Financial Data Parser is a Python CLI project for extracting financial indicators from Yahoo Finance.
The project parses a Yahoo Finance financials page, searches for a requested field, returns the extracted values, and includes additional tools for testing, profiling, and terminal-based performance visualization.

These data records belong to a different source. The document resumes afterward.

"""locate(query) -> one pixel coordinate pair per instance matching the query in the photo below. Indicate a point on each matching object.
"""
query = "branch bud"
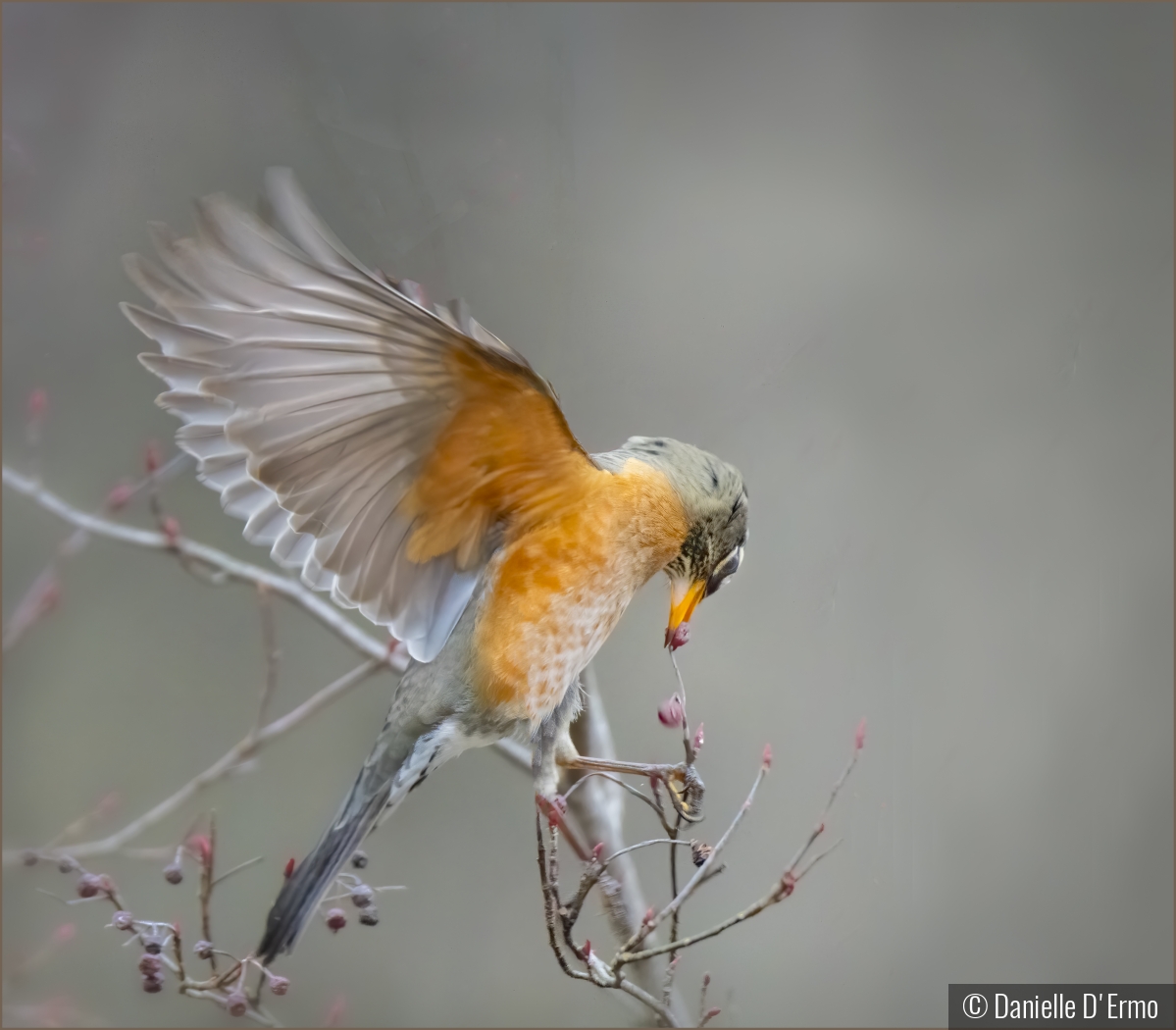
(669, 712)
(236, 1004)
(151, 457)
(88, 884)
(700, 852)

The main goal of this project is to demonstrate a complete workflow:
environment setup → data parsing → testing → profiling → performance analysis → visualization
- CLI interface for requesting financial data
- Yahoo Finance HTML parsing
- extraction of financial fields such as Total Revenue
- input validation and error handling
- virtual environment setup script
- pytest-based tests
- cProfile performance profiling
- conversion of profiling results into .dat files
- terminal visualization with termgraph
financial-data-parser/
├── data/
│ ├── profiling_calls.dat
│ └── profiling_time.dat
├── profiling/
│ ├── profiling-http.txt
│ ├── profiling-ncalls.txt
│ ├── pstats-cumulative.txt
│ └── stats.prof
├── screenshots/
│ ├── calls.png
│ └── time.png
├── scripts/
│ ├── build_termgraph_data.py
│ ├── pstats_top5.py
│ └── visualize.sh
├── tests/
│ └── test_finance_parser.py
├── .gitignore
├── finance_parser.py
├── main.py
├── README.md
├── README_RUS.md
├── requirements.txt
└── setup_env.py
- Python 3.x
- pip
Project dependencies are listed in requirements.txt:
- beautifulsoup4
- pytest
- termgraph
Create a virtual environment and install dependencies:
python3 setup_env.pyActivate the virtual environment:
source .venv/bin/activateRun the parser from the project root:
python3 main.py MSFT "Total Revenue"Example output:
('Total Revenue', '293,812,000', '281,724,000', '245,122,000', '211,915,000', '198,270,000')
Arguments:
- MSFT — ticker symbol
- Total Revenue — requested financial field
Entry point of the project.
It reads command-line arguments, calls the parser, and prints the result.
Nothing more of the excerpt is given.